NAS Backup Repository
NAS Backup Repositories need to be sized differently than standard repositories due to the fact that the backup file format and the data structure is different. Additionaly there are two levels of primary retention (short term and short term copy) and an archival retention.
- Primary Repository: Contains a copy of source File Share plus the recent file versions (according to retention set in the policy)
- Secondary Repository: Provides a secondary copy of the Primary Repository. It is possible to set a different retention (by default it uses the same retention as the Primary Repository).
-
Archive Repository: Provides long-term archive of files version outside the operational restore window (with default move option). Starting with V12, a new Copy option is also available which provides the following:
- Copy Mode copies all the restore points also to the Archive Repository.
- Automatic failover to archive repository during restore, in case of primary repository is not available.
Regarding the archival retention, by default, only older file versions or deleted data are eligible to be moved to the Archive Repository as they age out and, as you can image, this constraint introduces a few challenges when sizing a NAS Backup Repository.
File format
NAS Backup does not use VBK/VIB file format for storing data into the Backup Repository. A new file format has been developed specifically for this purpose and to properly treat the multitude of files to be protected. Its structure can be compared to an object storage, where data is divided into chunks and arranged into groups of files. The extension of those files is .vblob
and their size is limited to 64MB.
NOTE: The backup mode is always incremental forever. GFS backup scheme for weekly, monthly or yearly backups is not available when using NAS backup, which of course has an impact when sizing the backup repositories.

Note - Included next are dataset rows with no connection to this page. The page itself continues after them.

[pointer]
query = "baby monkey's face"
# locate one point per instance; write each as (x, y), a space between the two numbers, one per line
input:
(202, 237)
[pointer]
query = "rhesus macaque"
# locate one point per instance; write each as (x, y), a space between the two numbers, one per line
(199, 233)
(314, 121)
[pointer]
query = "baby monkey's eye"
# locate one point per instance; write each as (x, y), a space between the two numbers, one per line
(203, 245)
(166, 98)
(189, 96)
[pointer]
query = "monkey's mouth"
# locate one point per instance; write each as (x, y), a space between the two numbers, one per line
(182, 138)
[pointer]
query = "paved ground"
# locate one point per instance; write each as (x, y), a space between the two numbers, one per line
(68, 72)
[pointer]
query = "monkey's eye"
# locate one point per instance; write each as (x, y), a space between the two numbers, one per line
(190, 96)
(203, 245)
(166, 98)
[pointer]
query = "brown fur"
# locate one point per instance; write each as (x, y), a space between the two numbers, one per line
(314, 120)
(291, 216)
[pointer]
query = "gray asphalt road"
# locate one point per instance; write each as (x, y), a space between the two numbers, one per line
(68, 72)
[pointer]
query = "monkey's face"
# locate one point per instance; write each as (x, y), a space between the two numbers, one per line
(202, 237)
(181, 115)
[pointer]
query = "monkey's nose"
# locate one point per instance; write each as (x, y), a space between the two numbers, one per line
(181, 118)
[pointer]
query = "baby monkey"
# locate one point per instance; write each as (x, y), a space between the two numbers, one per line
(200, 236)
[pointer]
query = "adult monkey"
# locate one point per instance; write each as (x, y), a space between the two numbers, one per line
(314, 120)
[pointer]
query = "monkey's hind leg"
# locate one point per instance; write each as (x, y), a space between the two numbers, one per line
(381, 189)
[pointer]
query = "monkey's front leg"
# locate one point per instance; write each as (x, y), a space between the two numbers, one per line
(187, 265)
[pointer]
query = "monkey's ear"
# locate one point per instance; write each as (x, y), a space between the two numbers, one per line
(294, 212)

Sizing short term repositories (primary)
The short term backup repository will always hold a copy of all source file, pulled from the network share.
NAS devices and file servers usually have a daily change rate between 1% and 3%. Please note that the percentage itself can vary a lot depending on the total capacity of the NAS: smaller units can have higher change rate with the change of only a minor subset of data, while larger devices may have a very small percentage with a huge amount of data is changed daily.
The achievable compression on NAS data depends on many factors. The data type is the most important, affecting how much compression is effective (e.g., plain text or office data are very easy to compress, binary files are more difficult); some kinds of data (like PDFs) are compressed by default, as are most media files and, along with files protected by encryption, will give very bad to zero compression ratios. In average, total compression varies between 0% and 30% of the source size.
File Type | Expected Reduction |
---|---|
Media Files | 0% |
File Mix | 10% |
Office Documents | 20% |
Highly Compressible Files | 30% |
NOTE:For mixed file type/office files a 15 to 20% data reduction has been observed.
Given the information above, to size the short term repository you can refer to the following formula.
Disk-based Repository Sizing
Sizing | Formula |
---|---|
Full Backup | Source size - data reduction (%) |
Incremental Backups | (FUll Backup * change rate) * retention (days) |
Backup size | Full Backup + Incremental Backup |
Metadata | Backup Size * 10% |
Workspace | Backup Size * 10% |
Repository Capacity | Backup Size + Metadata + Workspace |
Object Storage Repository Sizing
Sizing | Formula |
---|---|
Full Backup | Source size - data reduction (%) |
Incremental Backups | (FUll Backup * change rate) * retention (days) |
Backup size | Full Backup + Incremental Backup |
Metadata | Backup Size * 5% |
Repository Capacity | Backup Size + Metadata + Workspace |
NOTE: Workspace space is only required for backup on disk and it’s not required for backup to Object Storage. In the same way, for NAS Backup to Object Storage, the Metadata will be kept in the Cache Repository AND in the Object Storage itself.
Sizing Examples:
Example 1: 3PB source data, 2% change rate, data reduction of 20%, 1 year of retention, disk-based repository.
Sizing | Formula | Size |
---|---|---|
Full Backup | 3PB - 20% | 2458TB |
Incremental Backups | 2458TB * 2% * 365 | 17944TB |
Backup size | 2458 + 17944 | 20402TB |
Metadata | 20402 * 5% | 1020 TB |
Workspace | 20402 * 5% | 1020 TB |
Repository Capacity | 20402 + 1020 + 1020 | 22442 TB |
Example 2: 50TB source data, 5% change rate, data reduction of 30%, 60 days of retention, object storage repository.
Sizing | Formula | Size |
---|---|---|
Full Backup | 50TB - 30% | 35TB |
Incremental Backups | 30 * 5% * 60 | 105TB |
Backup size | 35 + 105 | 140TB |
Metadata | 140 * 5% | 7 TB |
Repository Capacity | 140 + 7 | 147 TB |
Sizing short term repositories (secondary copy)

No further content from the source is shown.